Classic Computer Magazine Archive START VOL. 4 NO. 10 / MAY 1990

NIGHT OF THE
OVERFLOWING DISK
STORAGE BOXES

VHS Tape Holders Make a Great Place to
Store Floppies

BY JOHN DAMIANO

Beset by mercilessly marauding memory, our hero survives using ingenuity, a few bucks and some sacrificial file folders.

It started out subtly. I first noticed them lounging innocently in the corner. Before long they were sitting on top of the monitors and printers, eyeing my last six square inches of available desk space, watching me as I typed. The Night of the Overflowing Disk Storage Boxes had begun.

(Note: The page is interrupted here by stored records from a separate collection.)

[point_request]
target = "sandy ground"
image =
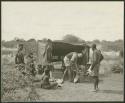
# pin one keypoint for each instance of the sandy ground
(111, 89)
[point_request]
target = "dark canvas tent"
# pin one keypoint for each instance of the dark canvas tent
(51, 51)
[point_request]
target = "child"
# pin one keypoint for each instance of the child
(46, 84)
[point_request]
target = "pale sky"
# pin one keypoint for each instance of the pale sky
(87, 20)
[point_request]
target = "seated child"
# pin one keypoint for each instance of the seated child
(46, 84)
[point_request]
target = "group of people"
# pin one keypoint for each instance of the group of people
(70, 62)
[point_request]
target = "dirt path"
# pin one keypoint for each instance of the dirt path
(111, 89)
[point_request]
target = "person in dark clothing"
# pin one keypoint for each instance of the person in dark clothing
(70, 61)
(30, 64)
(46, 84)
(19, 59)
(97, 57)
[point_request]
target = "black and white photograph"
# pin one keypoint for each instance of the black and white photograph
(62, 51)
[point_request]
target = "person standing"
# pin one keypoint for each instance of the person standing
(19, 59)
(70, 61)
(30, 64)
(97, 57)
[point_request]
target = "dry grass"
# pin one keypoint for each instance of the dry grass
(17, 88)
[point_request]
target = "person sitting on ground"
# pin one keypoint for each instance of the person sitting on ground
(46, 84)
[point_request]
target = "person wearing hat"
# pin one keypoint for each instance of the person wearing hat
(97, 57)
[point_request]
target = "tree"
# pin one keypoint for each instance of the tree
(71, 39)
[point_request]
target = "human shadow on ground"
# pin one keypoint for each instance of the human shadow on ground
(120, 92)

Between hard disk backups, copies of software and public-domain downloads, floppies proliferate like rabbits. What starts out as a few boxes of newly purchased blank disks soon turns into a couple of 25-unit holders. Then after a while, a 100-disk holder hogs your desk and all those little boxes are still full! But I finally solved the problem. Now I have inexpensive, large-scale storage with quick and easy access to every disk.

My Primary Weapon
While shopping with my wife I noticed a nice-looking storage unit for VHS tapes that cost less than $10. Possibilities sprang to mind. One of these simulated-walnut beauties would hold every 3-1/2 inch disk I would ever have! So I bought two -just in case. It took a little work to configure them correctly, but it was worth it. I now keep all my disks in one place, with all the related floppies together.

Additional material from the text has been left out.